I'd say a front lip on an 8-10 ft down rail. First try too. Those actually ended up becoming smoother than my bs boards. I dont know what it is about those


----------



## Technine Icon (Jan 15, 2009)

ThinkFloyd said:


> I'd say a front lip on an 8-10 ft down rail. First try too. Those actually ended up becoming smoother than my bs boards. I dont know what it is about those


For some reason i just can't do front lips. I can bs board and even backlip, but front lips jst take to much commitment for me.


----------



## Guest (Apr 14, 2009)

I'd tried a back lip twice the other day and failed miserably. Frontside spins are way more comfortable for me than spinning backside so that might have something to do with it


----------



## Guest (Apr 14, 2009)

FS 360 off a mogul...I'm not very good at tricks..

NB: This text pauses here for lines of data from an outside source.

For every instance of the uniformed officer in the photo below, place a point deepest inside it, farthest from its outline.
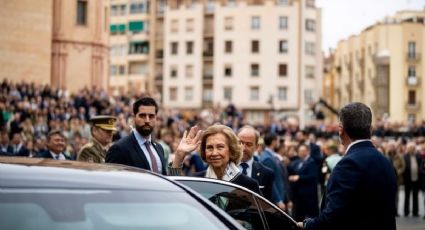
(102, 131)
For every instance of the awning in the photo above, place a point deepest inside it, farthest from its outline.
(136, 26)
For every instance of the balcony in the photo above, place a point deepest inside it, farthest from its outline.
(413, 57)
(412, 107)
(413, 81)
(159, 54)
(208, 54)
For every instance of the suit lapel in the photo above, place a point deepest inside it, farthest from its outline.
(255, 172)
(160, 154)
(137, 154)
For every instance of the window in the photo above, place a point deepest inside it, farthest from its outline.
(282, 2)
(310, 48)
(228, 23)
(283, 70)
(283, 46)
(188, 93)
(117, 70)
(174, 26)
(255, 70)
(310, 25)
(82, 12)
(173, 71)
(189, 71)
(227, 93)
(139, 48)
(255, 46)
(210, 6)
(189, 47)
(122, 9)
(254, 93)
(138, 68)
(228, 47)
(137, 7)
(227, 70)
(231, 3)
(283, 23)
(308, 96)
(310, 3)
(255, 23)
(136, 26)
(309, 71)
(412, 71)
(412, 50)
(412, 97)
(114, 10)
(189, 25)
(174, 48)
(207, 94)
(282, 93)
(173, 93)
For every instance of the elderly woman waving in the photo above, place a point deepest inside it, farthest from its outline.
(219, 148)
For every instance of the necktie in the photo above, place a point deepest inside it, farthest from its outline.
(152, 156)
(244, 167)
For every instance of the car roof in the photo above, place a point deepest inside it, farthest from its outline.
(20, 172)
(216, 181)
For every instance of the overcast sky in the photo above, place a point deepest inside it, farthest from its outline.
(342, 18)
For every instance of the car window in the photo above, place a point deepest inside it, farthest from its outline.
(77, 209)
(275, 218)
(237, 203)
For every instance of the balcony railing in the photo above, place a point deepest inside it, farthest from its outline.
(413, 81)
(414, 57)
(208, 53)
(413, 106)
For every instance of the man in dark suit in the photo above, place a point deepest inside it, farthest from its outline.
(304, 185)
(269, 159)
(56, 146)
(248, 139)
(139, 149)
(18, 146)
(411, 178)
(362, 187)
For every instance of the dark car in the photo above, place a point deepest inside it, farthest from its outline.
(47, 194)
(248, 208)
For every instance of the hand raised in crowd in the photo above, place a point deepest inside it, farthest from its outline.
(189, 143)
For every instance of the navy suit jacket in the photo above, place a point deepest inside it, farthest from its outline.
(46, 154)
(268, 159)
(265, 177)
(360, 193)
(127, 151)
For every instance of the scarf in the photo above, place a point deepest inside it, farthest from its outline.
(230, 172)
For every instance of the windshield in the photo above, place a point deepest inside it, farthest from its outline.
(102, 209)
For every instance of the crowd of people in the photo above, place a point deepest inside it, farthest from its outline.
(295, 165)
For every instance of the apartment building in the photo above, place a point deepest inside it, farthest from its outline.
(60, 43)
(382, 67)
(261, 55)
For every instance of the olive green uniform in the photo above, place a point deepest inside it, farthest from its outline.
(93, 152)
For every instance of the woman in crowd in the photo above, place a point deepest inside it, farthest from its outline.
(220, 149)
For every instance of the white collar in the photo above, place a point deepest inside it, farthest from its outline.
(355, 142)
(140, 138)
(230, 172)
(249, 162)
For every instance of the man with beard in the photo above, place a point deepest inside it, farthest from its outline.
(139, 149)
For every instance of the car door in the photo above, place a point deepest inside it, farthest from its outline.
(275, 218)
(238, 203)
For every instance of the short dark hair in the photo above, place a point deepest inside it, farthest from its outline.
(356, 119)
(269, 138)
(54, 132)
(145, 101)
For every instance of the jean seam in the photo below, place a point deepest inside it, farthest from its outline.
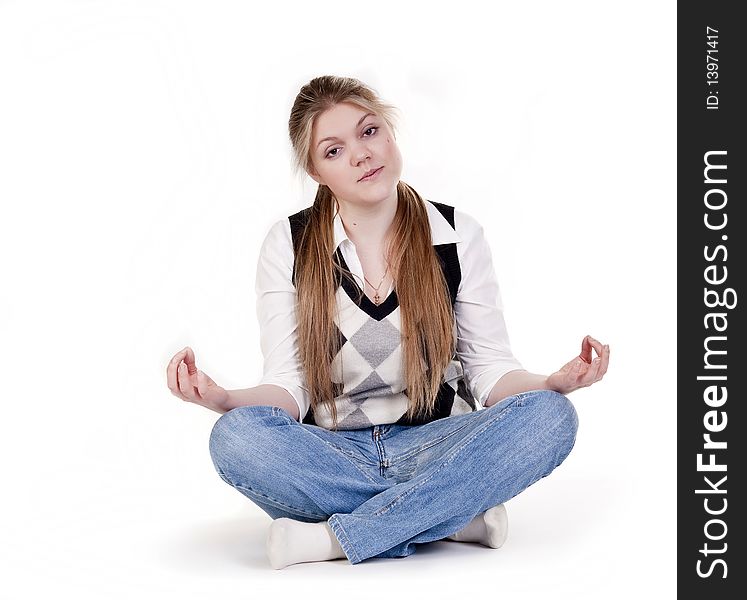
(435, 442)
(342, 537)
(347, 457)
(271, 500)
(451, 458)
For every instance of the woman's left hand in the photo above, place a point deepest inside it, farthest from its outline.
(582, 371)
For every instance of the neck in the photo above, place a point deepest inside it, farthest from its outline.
(368, 225)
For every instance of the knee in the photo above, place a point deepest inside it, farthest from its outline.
(556, 417)
(233, 432)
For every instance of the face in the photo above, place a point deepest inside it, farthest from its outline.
(348, 142)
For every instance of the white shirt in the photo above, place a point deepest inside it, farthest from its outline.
(483, 346)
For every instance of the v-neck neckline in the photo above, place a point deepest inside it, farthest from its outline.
(352, 289)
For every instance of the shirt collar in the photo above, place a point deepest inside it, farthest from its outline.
(441, 231)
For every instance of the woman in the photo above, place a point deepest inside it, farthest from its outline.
(391, 411)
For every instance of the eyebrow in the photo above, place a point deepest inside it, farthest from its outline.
(363, 118)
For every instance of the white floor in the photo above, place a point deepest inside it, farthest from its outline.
(113, 515)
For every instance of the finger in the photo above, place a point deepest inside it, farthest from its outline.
(596, 345)
(591, 375)
(579, 370)
(171, 371)
(185, 384)
(201, 384)
(585, 349)
(605, 361)
(190, 360)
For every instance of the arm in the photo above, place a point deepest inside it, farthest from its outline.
(515, 382)
(581, 371)
(263, 394)
(282, 382)
(482, 337)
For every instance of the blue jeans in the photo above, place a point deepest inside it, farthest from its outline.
(386, 488)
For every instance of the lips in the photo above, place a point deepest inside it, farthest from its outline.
(370, 174)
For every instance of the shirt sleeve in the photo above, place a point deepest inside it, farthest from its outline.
(276, 313)
(483, 346)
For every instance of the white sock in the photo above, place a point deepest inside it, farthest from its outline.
(290, 542)
(489, 528)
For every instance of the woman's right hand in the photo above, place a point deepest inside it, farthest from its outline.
(188, 383)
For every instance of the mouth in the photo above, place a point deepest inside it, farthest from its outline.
(370, 175)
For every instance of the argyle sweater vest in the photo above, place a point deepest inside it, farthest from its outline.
(368, 370)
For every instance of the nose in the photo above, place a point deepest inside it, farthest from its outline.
(360, 154)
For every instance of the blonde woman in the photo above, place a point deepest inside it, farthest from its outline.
(391, 411)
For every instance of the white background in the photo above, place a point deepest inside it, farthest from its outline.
(143, 157)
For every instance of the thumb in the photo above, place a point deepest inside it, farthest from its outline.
(202, 383)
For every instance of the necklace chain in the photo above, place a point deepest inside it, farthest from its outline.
(377, 298)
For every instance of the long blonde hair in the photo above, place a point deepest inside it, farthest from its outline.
(426, 313)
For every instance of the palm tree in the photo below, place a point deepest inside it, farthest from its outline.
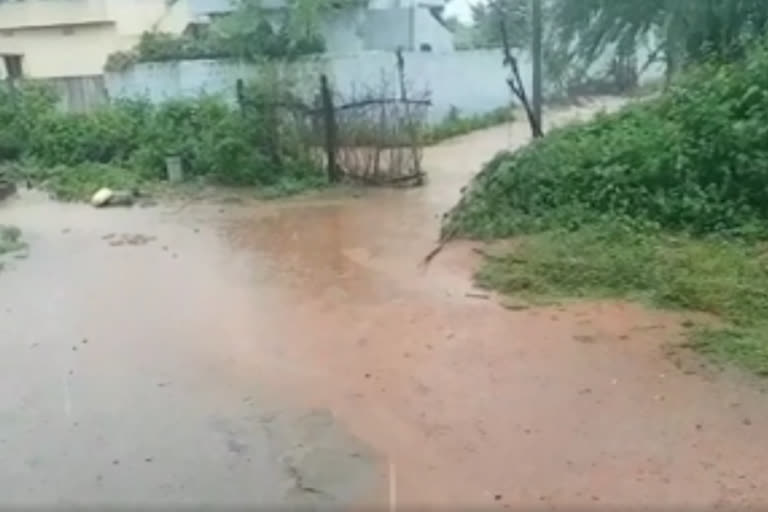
(678, 31)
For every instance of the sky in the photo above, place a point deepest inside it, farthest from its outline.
(460, 9)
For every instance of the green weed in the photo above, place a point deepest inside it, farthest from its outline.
(10, 239)
(692, 160)
(725, 278)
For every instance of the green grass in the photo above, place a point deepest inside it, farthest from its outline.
(10, 239)
(726, 278)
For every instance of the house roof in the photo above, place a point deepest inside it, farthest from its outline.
(208, 7)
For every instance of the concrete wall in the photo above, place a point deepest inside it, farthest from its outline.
(80, 93)
(472, 81)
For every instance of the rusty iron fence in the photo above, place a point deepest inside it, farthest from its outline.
(373, 139)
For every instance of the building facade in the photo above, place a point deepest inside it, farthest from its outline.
(62, 38)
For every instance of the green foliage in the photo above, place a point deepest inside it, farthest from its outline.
(454, 124)
(128, 142)
(693, 160)
(10, 239)
(679, 30)
(727, 279)
(19, 110)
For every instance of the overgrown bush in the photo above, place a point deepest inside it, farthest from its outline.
(130, 141)
(728, 279)
(664, 201)
(695, 160)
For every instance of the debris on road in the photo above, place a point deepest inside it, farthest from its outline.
(108, 197)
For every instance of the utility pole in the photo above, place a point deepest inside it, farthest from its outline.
(536, 55)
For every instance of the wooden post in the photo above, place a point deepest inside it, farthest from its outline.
(329, 119)
(536, 86)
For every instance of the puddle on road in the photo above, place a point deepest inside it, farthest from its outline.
(319, 305)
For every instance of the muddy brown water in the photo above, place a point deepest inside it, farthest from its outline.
(295, 353)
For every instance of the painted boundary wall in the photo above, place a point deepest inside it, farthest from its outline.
(473, 81)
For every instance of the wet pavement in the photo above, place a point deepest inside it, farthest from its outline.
(296, 353)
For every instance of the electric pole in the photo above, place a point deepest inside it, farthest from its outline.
(536, 55)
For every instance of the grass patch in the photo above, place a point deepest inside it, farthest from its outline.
(725, 278)
(10, 239)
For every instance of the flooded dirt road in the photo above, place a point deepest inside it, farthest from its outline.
(241, 353)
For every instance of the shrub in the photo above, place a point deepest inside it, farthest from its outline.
(693, 160)
(214, 140)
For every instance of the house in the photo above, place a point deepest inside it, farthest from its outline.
(64, 38)
(413, 25)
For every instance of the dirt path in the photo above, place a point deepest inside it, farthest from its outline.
(296, 352)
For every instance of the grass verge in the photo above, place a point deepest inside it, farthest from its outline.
(10, 239)
(728, 279)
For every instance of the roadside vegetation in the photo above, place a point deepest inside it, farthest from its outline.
(664, 201)
(10, 239)
(124, 145)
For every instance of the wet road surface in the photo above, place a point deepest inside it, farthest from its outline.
(296, 353)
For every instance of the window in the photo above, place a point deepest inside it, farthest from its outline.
(13, 66)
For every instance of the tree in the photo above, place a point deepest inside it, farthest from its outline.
(486, 16)
(677, 31)
(252, 31)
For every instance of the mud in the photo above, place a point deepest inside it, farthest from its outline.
(296, 353)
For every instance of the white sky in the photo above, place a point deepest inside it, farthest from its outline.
(460, 9)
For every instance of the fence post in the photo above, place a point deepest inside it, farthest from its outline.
(329, 118)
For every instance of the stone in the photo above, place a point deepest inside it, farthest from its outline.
(102, 197)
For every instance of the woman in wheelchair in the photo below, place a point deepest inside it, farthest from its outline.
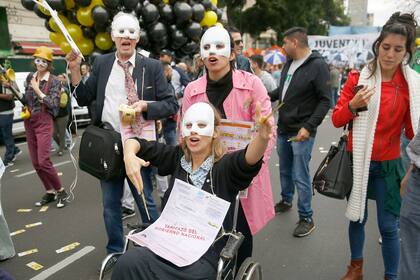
(201, 161)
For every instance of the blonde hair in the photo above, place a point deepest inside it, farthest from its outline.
(218, 150)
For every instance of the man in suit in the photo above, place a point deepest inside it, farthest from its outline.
(107, 86)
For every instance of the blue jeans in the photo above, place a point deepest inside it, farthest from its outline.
(112, 192)
(294, 160)
(169, 132)
(387, 224)
(410, 228)
(6, 124)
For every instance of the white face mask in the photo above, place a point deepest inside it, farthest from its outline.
(216, 41)
(125, 26)
(199, 118)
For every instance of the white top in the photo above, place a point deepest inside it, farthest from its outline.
(115, 93)
(295, 65)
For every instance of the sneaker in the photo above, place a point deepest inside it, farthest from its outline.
(61, 199)
(8, 163)
(282, 206)
(305, 227)
(18, 152)
(47, 198)
(109, 265)
(127, 213)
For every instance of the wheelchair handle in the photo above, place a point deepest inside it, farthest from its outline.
(232, 246)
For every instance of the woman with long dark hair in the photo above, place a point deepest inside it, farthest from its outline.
(380, 101)
(235, 94)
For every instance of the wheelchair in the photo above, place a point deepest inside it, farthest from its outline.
(226, 268)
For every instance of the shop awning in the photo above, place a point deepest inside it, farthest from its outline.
(30, 47)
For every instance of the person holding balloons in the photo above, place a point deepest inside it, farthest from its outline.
(235, 93)
(114, 78)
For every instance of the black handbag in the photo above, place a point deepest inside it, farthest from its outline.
(334, 177)
(101, 152)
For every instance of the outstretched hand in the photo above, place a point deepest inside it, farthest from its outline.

ooh and ending a season without any torn ligaments, concussions, or broken bones...thats a first for me!


----------



## BliND KiNK (Feb 22, 2010)

hmmn... what would you even call this? other than garbage? 

try to do this as best as possible basically I'm goofy I ollied off a kicker.. pulled my legs behind my back and grabbed between the bindings on the toe side.. I have no clue what it even is... so que shitty illustation


+++ = hand
tail -> nose
_______+++_______
/top of board | | \
\____|__|______|__|_____/


and I hit a box recently just a 50/50 but it made me smile not whiffing


----------



## soundwave27 (Jan 16, 2011)

I did a 180 spin 1/2 cartwheel head plant snow explosion. Does that count?

Ok so it was unplaned, and more of a complete wipe out. I've only been out twice.

LOL


----------



## abadidol (Dec 3, 2010)

I would say my carving skills are my best trick but a couple weekends ago I dialed in some frontside 720s, only took 16 years to get there....


----------